Do we sound normal enough for you, or queer enough?

My wife found me, and I noticed her. She contacted me, I recieved her. She was interested before I was, but I was interested back. I quickly fell into love with her, and already on our first meeting I felt that there was something ahead of us. I did not know what it was, but it was solid enough that I remember speaking with distant friends about it. But my questions to myself and others revealed no reason for me not to go ahead with our relationship. I am enough of an iconoclast to pay social dogma no heed if it makes no sense to me.

Our only barrier is children. I want them, she does not. To be specific, she has already had children and does not want any more. Besides, she is post-menopausal and we do not have to worry about any "accidental" pregnancies any more, which is a relief. Also, neither one of us is interested in adoption. Again we are saved by our disregard for social conventions: My wife insists that I have children some day, with some other woman that I love. I see the logic in this, but I cannot see how I could possibly find another woman to love. Alternately we could find a lesbian couple in need of a male fenotype and donate one, if they would accept that I take active part in the rearing of the child.

What I desire is really a child of mine. I am the eldest of six children and I was raised in the company of all these younger siblings. In many cases, I did the raising as much as my parents did, and it left in me a yearning to be a father too. I can wait, though.

I mean no disrespect toward those who favor adoption, or who are adopted themselves. I want you to find children to love, and I want you adopted children to live with parents who love you, as I would love my child. So in return, I ask that you do not take offense that I do not want to adopt. This is not about you, it is about me.



It is yet early in our future life together, and there are many years ahead of us. There is time yet, and happiness.


/ Per

2 Comments:

Anonymous Anonymous said...

My husband is 12 years younger and we have been together for 19 years. Just recently, I discovered his infidelity since 3 years ago as I was shocked that realy goes with the stats. Our sex drive as I age is different and I can no longer satisfy him so he seeks to fulfill this from other younger woman. He said he still in love with me and wanted to save the marriage but I am skeptical.. As I age further and perhaps in a few more years while he is still young, he will sway again...I am thinking the natural make of an union is older husband and younger wife has a lot of truth in it....posted by one lost soul :-(

10:19 AM  
Blogger Per Edman said...

This is partially in response to a comment by "Anonymous" that I have allowed but can't see published yet.

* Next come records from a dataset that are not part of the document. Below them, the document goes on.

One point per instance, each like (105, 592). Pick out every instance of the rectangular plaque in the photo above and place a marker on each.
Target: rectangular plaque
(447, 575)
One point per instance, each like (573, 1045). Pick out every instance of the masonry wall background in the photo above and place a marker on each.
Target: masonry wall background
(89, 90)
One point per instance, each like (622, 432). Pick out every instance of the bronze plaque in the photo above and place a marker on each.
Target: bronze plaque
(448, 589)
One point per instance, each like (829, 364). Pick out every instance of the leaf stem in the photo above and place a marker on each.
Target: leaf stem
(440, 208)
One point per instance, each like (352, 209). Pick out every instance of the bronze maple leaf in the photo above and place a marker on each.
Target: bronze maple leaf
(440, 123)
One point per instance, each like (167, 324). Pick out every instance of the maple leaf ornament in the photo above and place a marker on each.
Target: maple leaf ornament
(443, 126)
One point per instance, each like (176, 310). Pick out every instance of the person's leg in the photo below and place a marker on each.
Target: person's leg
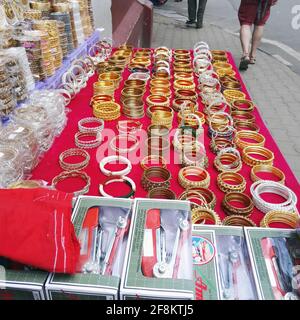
(200, 13)
(192, 7)
(245, 37)
(256, 39)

It's been seven years since our last post and we're still married. Aside from how other people may view us, I do not believe there are any major differences between our relationship and that of others. We love each other and want to be together, so we are. It really doesn't have to be more complicated than that.

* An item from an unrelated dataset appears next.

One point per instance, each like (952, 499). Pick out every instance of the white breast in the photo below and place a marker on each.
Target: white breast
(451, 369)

As for sex drive, that's a crap reason for infidelity. You're best friends. You can always talk. And if that fails, there's always masturbation. You don't owe each other anything, you love each other, and love doesn't demand sex.

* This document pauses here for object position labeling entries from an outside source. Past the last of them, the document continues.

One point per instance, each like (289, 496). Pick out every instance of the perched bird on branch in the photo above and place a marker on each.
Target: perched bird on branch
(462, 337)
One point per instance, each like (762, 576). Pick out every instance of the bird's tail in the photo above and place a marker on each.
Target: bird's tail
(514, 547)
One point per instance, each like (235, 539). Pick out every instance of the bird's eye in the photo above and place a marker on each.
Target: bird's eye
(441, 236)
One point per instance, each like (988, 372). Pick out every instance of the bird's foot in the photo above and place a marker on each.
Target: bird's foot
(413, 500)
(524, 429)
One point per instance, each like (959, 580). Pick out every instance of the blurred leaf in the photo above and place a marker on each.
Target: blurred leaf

When there's something special about a relationship, something out of the ordinary, it's easy to blame all problems on that one different thing. But let's face it, problems aren't unique to unique relationships. People of the same age, same skin tone, same religion and same political views, still cheat on each other, still hurt one another, still act egotistical or push guilt on one another. That's not unique to relationships with age differences at all. That happens. And not one single person of us has the massive experience to be able to say anything with statistical certainty about a particular type of relationship, because we haven't been there. And I, for one, don't intend to find out any time soon.